The claim of the Commonwealth to tax this trust estate at 10 per cent., under the Acts of June 20, 1919, P. L. 521, and May 4, 1921, P. L. 341, is not supported by the authorities, nor is it agreeable to just principles of taxation. The grantor in the deed parted with her title before the passage of either of these acts of assembly. She reserved no right of revocation, nor did she retain the right of control, for her power exercisable jointly with the trustee to change investments is a very different thing; the terms of the trust were unchangeable. The deed was not executed with any intent to defraud the Commonwealth or to evade the law, nor was it made in such contemplation of death as to bring it within any applicable decision. As soon as the deed was executed, Freeman had a vested right in the property, only defeasible in case of his death (which has not occurred), when it would pass under his will, and his prospective right would have passed by his assignment to others: Serrill’s Estate, 15 W. N. C. 470; s. c., Wickersham’s Appeal, 18 W. N. C. 36.

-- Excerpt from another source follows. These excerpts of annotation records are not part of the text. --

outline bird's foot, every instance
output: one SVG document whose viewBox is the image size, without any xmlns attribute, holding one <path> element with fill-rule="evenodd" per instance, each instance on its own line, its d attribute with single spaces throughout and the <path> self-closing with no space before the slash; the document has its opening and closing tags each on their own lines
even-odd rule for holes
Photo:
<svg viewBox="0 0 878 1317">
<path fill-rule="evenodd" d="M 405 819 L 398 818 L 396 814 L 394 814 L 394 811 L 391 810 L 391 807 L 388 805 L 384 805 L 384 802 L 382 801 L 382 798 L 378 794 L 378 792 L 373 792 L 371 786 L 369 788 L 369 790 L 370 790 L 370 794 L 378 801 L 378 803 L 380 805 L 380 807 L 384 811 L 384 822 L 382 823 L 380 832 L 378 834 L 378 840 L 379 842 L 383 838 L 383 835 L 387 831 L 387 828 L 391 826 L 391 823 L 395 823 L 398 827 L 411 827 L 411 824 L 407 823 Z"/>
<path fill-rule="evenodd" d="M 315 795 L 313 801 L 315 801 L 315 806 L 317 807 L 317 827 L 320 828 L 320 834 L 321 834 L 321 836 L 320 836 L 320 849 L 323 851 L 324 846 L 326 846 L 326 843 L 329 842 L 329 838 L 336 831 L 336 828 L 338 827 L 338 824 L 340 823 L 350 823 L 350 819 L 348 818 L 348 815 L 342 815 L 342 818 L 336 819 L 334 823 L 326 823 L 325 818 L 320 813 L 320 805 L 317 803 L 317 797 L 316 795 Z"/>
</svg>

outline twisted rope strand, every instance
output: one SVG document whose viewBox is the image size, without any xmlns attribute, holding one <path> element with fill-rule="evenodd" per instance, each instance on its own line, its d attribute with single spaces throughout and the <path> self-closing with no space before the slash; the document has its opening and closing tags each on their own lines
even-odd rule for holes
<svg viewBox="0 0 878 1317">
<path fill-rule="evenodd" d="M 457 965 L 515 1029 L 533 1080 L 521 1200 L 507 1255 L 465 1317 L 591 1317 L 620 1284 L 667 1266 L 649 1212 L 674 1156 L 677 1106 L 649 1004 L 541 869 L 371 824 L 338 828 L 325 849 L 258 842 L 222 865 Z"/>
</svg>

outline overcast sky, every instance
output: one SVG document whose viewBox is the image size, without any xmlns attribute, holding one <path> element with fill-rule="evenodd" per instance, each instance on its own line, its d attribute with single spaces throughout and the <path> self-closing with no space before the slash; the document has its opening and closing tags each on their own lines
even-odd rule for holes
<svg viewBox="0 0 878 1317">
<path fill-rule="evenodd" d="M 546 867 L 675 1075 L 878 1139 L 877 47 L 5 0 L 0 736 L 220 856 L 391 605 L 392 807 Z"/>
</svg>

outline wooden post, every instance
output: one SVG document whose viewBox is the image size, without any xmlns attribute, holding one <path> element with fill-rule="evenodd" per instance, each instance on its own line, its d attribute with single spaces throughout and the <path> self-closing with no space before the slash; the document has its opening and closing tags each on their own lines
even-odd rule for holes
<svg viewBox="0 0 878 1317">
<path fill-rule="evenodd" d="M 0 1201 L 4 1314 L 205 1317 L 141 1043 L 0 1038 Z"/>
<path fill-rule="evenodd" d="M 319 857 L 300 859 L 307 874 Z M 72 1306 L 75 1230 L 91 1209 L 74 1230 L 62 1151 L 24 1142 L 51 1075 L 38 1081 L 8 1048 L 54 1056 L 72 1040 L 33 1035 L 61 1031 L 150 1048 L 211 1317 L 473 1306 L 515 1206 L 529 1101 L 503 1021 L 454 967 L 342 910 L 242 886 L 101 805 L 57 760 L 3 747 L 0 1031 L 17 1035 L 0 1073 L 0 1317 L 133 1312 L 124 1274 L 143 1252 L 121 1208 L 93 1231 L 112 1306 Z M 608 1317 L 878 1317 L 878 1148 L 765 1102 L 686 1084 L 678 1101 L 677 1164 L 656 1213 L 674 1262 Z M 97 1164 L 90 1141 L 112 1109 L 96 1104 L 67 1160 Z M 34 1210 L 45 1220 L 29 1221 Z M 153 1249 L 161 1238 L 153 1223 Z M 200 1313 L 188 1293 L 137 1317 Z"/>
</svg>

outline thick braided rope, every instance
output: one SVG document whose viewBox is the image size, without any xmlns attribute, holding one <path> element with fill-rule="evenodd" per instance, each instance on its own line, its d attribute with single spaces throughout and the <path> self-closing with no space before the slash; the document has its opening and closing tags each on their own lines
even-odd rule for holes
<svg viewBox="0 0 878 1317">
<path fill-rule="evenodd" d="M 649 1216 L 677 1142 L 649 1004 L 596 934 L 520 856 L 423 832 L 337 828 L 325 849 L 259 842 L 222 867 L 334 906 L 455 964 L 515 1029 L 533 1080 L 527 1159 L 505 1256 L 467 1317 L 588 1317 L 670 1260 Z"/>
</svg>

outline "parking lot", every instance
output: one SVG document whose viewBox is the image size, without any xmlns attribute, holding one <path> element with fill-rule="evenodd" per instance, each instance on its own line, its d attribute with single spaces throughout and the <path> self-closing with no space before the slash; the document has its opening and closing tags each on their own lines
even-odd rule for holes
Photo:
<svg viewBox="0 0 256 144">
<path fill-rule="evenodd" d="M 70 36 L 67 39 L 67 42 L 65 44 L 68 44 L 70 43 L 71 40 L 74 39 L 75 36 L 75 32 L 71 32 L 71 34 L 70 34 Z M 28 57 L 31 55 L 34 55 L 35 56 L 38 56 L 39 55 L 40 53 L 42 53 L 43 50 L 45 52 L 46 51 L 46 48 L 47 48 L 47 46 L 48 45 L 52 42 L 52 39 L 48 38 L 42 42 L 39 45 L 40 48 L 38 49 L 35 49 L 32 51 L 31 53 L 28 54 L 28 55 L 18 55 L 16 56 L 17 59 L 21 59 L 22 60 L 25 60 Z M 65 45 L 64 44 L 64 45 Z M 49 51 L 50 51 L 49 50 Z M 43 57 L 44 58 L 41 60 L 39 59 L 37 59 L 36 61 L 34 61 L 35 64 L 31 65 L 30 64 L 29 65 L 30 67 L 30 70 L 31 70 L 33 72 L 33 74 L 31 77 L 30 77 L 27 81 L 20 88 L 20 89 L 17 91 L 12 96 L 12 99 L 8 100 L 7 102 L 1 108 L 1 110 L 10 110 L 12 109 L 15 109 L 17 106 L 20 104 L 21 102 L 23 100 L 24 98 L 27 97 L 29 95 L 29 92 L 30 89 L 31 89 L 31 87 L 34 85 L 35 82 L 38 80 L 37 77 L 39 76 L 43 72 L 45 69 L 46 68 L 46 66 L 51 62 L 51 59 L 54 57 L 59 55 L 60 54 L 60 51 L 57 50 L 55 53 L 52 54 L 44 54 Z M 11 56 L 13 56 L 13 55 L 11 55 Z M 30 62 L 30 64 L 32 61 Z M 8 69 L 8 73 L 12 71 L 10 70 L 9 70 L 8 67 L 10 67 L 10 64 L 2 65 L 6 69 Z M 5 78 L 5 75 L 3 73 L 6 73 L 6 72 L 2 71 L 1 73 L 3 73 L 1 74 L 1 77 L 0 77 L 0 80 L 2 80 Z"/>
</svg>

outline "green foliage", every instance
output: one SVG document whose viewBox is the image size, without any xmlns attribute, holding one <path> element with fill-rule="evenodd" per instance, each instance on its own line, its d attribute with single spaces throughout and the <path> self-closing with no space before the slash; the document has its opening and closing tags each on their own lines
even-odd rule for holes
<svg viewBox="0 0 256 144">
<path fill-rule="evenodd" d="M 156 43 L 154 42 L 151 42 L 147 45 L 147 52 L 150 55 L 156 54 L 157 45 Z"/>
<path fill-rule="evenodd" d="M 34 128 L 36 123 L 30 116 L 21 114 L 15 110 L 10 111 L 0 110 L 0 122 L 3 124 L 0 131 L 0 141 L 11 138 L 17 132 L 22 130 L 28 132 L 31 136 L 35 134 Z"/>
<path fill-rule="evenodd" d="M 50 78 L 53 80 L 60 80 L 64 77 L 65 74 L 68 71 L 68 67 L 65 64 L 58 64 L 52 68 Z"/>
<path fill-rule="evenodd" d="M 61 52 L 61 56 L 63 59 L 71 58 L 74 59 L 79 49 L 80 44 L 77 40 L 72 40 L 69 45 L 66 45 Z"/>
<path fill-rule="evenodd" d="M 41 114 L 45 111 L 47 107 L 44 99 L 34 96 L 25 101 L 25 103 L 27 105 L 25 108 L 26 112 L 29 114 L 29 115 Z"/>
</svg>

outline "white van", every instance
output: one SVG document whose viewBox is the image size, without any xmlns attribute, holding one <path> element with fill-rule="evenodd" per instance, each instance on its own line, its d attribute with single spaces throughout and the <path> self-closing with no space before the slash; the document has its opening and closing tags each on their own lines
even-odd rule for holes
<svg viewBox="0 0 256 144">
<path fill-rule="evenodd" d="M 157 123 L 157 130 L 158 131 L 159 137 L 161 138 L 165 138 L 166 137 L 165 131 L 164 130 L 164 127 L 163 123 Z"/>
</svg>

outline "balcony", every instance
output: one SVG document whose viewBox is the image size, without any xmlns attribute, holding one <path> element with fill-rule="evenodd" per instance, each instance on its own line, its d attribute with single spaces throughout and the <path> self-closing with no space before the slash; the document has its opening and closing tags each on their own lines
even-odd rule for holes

A further argument is based on the provision in the deed that the settlor had the right to add to the corpus of the trust, but this has nothing to do with the question, however it might be, if she had reserved the right to withdraw some of the assets. Had she added to the corpus, her transfer of fresh assets would be simply equivalent to making a new assignment of them in trust. This clause in the deed was obviously inserted to save the trouble of drawing another deed, but did not in any way affect the rights which had already passed.
Nor can it be successfully argued that the tax is not on the transfer of title to the property, but on the transfer of enjoyment, for, as it seems to us, the act means by this the right of enjoyment, and this was vested under the deed. If the tax is imposed when enjoyment is perfected by actual possession, and this theory is carried to its logical conclusion, it would seem that if, during the administration of an estate, delays occur, as they necessarily must, and if, before actual distribution is made, the rate of taxation is changed, a legacy would be taxed at the changed rate, which would appear to be a rechictio ad absurdum.
*337We need not amplify the reasoning of the presiding judge, but may add that the recent case of Oliver’s Estate, 273 Pa. 400, supports our views.
The appeal is sustained and the exceptions are dismissed.